Black workers, hammered by pandemic, now being left behind in recovery
Black Americans, who were among the hardest hit by coronavirus layoffs, are now recovering at the slowest rate, a one-two punch that threatens to worsen the United States' already stark wealth and income disparities long after the pandemic recedes.
While Hispanic workers initially saw the sharpest uptick in unemployment when business shutdowns began last spring, Black people have seen a slower return to work even as the economy is poised for a robust rebound, government data and economic analyses show. When the overall unemployment rate ticked down in February, Black workers were the only group that saw a rise in joblessness, a 0.7 percentage point increase.
The share of Black Americans holding jobs also dropped over the month while it continued to move up for all other races and ethnicities.
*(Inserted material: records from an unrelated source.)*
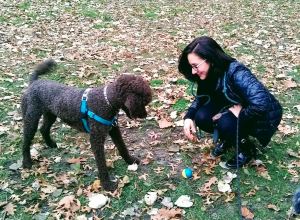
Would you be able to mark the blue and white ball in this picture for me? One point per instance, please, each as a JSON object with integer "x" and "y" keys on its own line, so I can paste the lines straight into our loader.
{"x": 187, "y": 173}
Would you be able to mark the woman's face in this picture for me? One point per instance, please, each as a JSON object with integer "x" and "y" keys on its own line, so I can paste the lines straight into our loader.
{"x": 199, "y": 65}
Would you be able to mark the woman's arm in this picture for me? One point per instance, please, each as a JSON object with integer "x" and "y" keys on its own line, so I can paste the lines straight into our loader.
{"x": 252, "y": 92}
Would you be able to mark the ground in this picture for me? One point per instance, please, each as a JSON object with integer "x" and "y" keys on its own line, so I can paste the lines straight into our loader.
{"x": 94, "y": 42}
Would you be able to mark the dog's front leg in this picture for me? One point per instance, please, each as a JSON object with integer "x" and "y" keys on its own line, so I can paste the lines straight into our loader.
{"x": 97, "y": 139}
{"x": 117, "y": 139}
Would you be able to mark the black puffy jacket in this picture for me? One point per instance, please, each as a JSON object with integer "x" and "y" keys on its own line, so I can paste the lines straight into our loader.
{"x": 261, "y": 110}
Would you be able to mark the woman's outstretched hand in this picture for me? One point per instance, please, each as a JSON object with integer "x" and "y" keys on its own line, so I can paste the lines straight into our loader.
{"x": 236, "y": 110}
{"x": 189, "y": 129}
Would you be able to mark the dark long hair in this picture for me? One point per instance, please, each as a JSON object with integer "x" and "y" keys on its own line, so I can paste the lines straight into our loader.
{"x": 207, "y": 48}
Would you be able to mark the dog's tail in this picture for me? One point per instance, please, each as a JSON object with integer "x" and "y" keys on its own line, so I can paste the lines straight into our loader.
{"x": 41, "y": 69}
{"x": 296, "y": 202}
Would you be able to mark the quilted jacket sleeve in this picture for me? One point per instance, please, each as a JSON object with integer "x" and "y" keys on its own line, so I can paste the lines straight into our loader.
{"x": 192, "y": 109}
{"x": 253, "y": 93}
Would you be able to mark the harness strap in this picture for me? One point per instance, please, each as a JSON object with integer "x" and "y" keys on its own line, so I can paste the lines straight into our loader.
{"x": 85, "y": 113}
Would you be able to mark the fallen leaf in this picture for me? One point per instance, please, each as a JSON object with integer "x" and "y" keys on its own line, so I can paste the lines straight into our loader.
{"x": 223, "y": 187}
{"x": 167, "y": 202}
{"x": 97, "y": 201}
{"x": 274, "y": 207}
{"x": 290, "y": 84}
{"x": 132, "y": 167}
{"x": 76, "y": 160}
{"x": 10, "y": 209}
{"x": 150, "y": 198}
{"x": 184, "y": 201}
{"x": 207, "y": 185}
{"x": 164, "y": 214}
{"x": 246, "y": 213}
{"x": 164, "y": 123}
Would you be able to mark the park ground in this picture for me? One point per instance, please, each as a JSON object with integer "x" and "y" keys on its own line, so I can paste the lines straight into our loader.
{"x": 96, "y": 41}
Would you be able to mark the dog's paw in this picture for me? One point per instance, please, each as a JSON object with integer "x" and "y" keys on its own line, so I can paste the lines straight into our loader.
{"x": 110, "y": 186}
{"x": 132, "y": 160}
{"x": 27, "y": 164}
{"x": 51, "y": 144}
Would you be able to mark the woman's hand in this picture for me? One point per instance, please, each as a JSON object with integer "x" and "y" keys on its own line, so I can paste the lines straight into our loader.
{"x": 189, "y": 129}
{"x": 236, "y": 110}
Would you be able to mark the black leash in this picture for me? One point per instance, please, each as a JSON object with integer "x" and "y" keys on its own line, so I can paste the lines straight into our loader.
{"x": 239, "y": 200}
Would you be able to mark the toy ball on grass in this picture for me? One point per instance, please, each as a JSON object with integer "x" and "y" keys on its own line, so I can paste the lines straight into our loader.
{"x": 187, "y": 173}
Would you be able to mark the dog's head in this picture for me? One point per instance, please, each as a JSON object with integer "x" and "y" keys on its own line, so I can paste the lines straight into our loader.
{"x": 135, "y": 93}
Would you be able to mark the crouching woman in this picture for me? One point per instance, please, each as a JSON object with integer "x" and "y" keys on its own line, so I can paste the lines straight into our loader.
{"x": 230, "y": 102}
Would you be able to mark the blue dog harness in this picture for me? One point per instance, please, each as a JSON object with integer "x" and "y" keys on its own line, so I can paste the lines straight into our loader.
{"x": 85, "y": 113}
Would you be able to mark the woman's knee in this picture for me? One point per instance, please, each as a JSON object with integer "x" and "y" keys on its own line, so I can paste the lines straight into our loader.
{"x": 203, "y": 120}
{"x": 226, "y": 125}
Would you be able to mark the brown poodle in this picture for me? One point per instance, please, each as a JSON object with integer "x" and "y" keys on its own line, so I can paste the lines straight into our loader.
{"x": 51, "y": 100}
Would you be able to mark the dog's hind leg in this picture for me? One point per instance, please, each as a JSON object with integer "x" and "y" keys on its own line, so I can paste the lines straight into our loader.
{"x": 97, "y": 144}
{"x": 48, "y": 120}
{"x": 117, "y": 139}
{"x": 31, "y": 120}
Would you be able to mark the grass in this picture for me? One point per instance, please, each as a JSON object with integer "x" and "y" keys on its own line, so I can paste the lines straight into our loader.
{"x": 98, "y": 40}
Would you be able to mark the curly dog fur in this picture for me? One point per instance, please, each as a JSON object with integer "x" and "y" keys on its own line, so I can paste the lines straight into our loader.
{"x": 54, "y": 100}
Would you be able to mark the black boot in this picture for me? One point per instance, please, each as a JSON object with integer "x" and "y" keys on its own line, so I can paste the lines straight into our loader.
{"x": 219, "y": 149}
{"x": 247, "y": 151}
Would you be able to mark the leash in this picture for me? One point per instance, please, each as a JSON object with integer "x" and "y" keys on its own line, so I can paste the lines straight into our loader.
{"x": 86, "y": 113}
{"x": 239, "y": 200}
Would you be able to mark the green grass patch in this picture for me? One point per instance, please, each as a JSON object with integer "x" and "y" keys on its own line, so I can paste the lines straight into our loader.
{"x": 181, "y": 105}
{"x": 25, "y": 5}
{"x": 156, "y": 82}
{"x": 90, "y": 13}
{"x": 182, "y": 82}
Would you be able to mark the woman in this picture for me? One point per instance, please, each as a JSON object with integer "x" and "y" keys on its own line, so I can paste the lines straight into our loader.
{"x": 230, "y": 101}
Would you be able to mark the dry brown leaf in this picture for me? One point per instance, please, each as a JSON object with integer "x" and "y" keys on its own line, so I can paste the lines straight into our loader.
{"x": 10, "y": 209}
{"x": 290, "y": 84}
{"x": 164, "y": 123}
{"x": 246, "y": 213}
{"x": 76, "y": 160}
{"x": 208, "y": 184}
{"x": 262, "y": 171}
{"x": 164, "y": 214}
{"x": 274, "y": 207}
{"x": 96, "y": 186}
{"x": 69, "y": 203}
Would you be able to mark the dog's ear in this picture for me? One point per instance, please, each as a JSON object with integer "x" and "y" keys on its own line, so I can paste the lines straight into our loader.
{"x": 134, "y": 106}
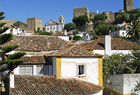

Over the past year, white, Asian and Hispanic Americans have regained roughly two-thirds of their initial job losses in terms of what share of their population is working, a key measure of labor and unemployment known as the employment-population ratio." Black workers have only recovered slightly more than half.
The data has fueled fears that the nascent recovery will not be evenly shared, a dynamic that would exacerbate income and wealth inequality while prolonging the return to full employment. The trend is reminiscent of the Great Recession, when Black workers saw a worse downturn and slower rate of return to normal. And this time, it has caught the attention of top policymakers across the Biden administration and in Congress.